A la vista de cómo transcurren sus plenos, casi nadie salvo, quizá, sus señorías– debiera extrañarse por el creciente desinterés mediático en los asuntos parlamentarios. Especialmente en las sesiones llamadas “de control”, en las que la oposición debería tomar las medidas a la actuación de la Xunta y esta, explicarlas con todo lujo de detalles, que para eso se llaman como se llaman. En la práctica, es raro el día en que los debates no se parecen más a un western en el que en vez de vaqueros contra indios, el argumento se refiere a encuentros entre pistoleros en los que, al estilo de los medievales “juicios de Dios”, la victoria es siempre para el “bueno”, con el “malo” derrotado y casi siempre difunto.

En la Cámara pasa algo parecido, con la diferencia de que el “justo” es el que tiene más escaños –o los suma en un momento determinado– y el réprobo, el que menos. De ahí que el antes citado interés decadente del público se centre, aburridos todos del mismo argumento, en los duelos directos entre protagonistas: al menos aportan morbo, que en la política actual es casi todo lo que se puede pedir a los actores, incluyendo a los protagonistas. Resumiendo todavía más la idea, el espectador se queda con un par de frases agudas o más críticas de lo habitual, y los media, por lo general, en las que permitan titulares más atractivos.

Y buen ejemplo de cuanto se expone –a modo de opinión personal, como siempre– fue la sesión de esta semana: con los duelistas habituales –los señores Feijóo y Caballero y la señora Pontón, los dos últimos portavoces de la oposición–, que preguntaron directamente por las cuestiones que agobian a la gente del común, empezando por la sexta ola del coronavirus y qué piensa hacer Sanidad por si acaso toma fuerza, o si hay propuestas acerca del modo de atenuar el IPC desbocado o de debatir cómo se pueden evitar, desde Galicia, el enflaquecimiento industrial que padece este Reino y que deja a demasiados trabajadores al borde del desempleo, situación que una parte de sus señorías conoce de oídas.

La que anduvo más cerca de la realidad fue doña Ana, pero con cierto desenfoque: citó la tensión social y las decenas de millares de personas que salen a la calle para exponer su descontento, pero endosó la responsabilidad al presidente gallego, cuando es más cierto que los protestantes clamaban contra el Gobierno de Sánchez antes que de cualquier otro. Y la respuesta de don Alberto siguió el método Ollendorf en su estilo más puro: una hablaba de quejas ciudadanas y el otro del apoyo del Bloque a Bildu y sus manifestaciones independentistas. Ambos estuvieron a la altura del OK Corral, aunque sobrevivieron al tiroteo, pero en apariencia ganó más el presidente que la lideresa, acaso porque su claque es bastante mayor. Son las ventajas que da la democracia.

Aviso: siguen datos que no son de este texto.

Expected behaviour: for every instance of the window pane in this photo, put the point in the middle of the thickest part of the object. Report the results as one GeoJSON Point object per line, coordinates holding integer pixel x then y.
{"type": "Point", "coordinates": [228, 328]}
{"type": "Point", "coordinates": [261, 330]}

El otro duelo fue menos atractivo: el señor Caballero, don Gonzalo, acaso previniendo una réplica alusiva a su derrota interna reciente, no pareció el mismo de sesiones anteriores y en lugar de críticas expuso iniciativas. Por ejemplo –“cuando acabe la pandemia”–, concretó- la conveniencia de reformar el actual Estatuto de Autonomía de Galicia. La réplica presidencial pareció apenas una colleja, pues le dijo a su contrincante que “el asunto no está entre las preocupaciones de la sociedad”. Y puede que el señor Feijóo tenga razón, pero eso no invalida la sugerencia. Es posible que el recurso para evitar el maltrato que a este país propinan Moncloa y su orquestina sea desarrollar en toda su capacidad el actual Estatuto, que no lo está, y mientras, ir preparando una reforma que lo equipare al vasco o al catalán, para que se hagan realidad en serio lo de las tres nacionalidades históricas. Y que nadie se lleve las manos a la cabeza: no se proponen las mismas conductas que las de los separatistas de ERC o la parroquia de Puigdemont, ni la independencia por etapas del PNV o a la brava de Bildu, sino actualizar el texto básico de Galicia y ponerlo a la altura de los tiempos y en los niveles que permite la Constitución. Ni más, ni menos.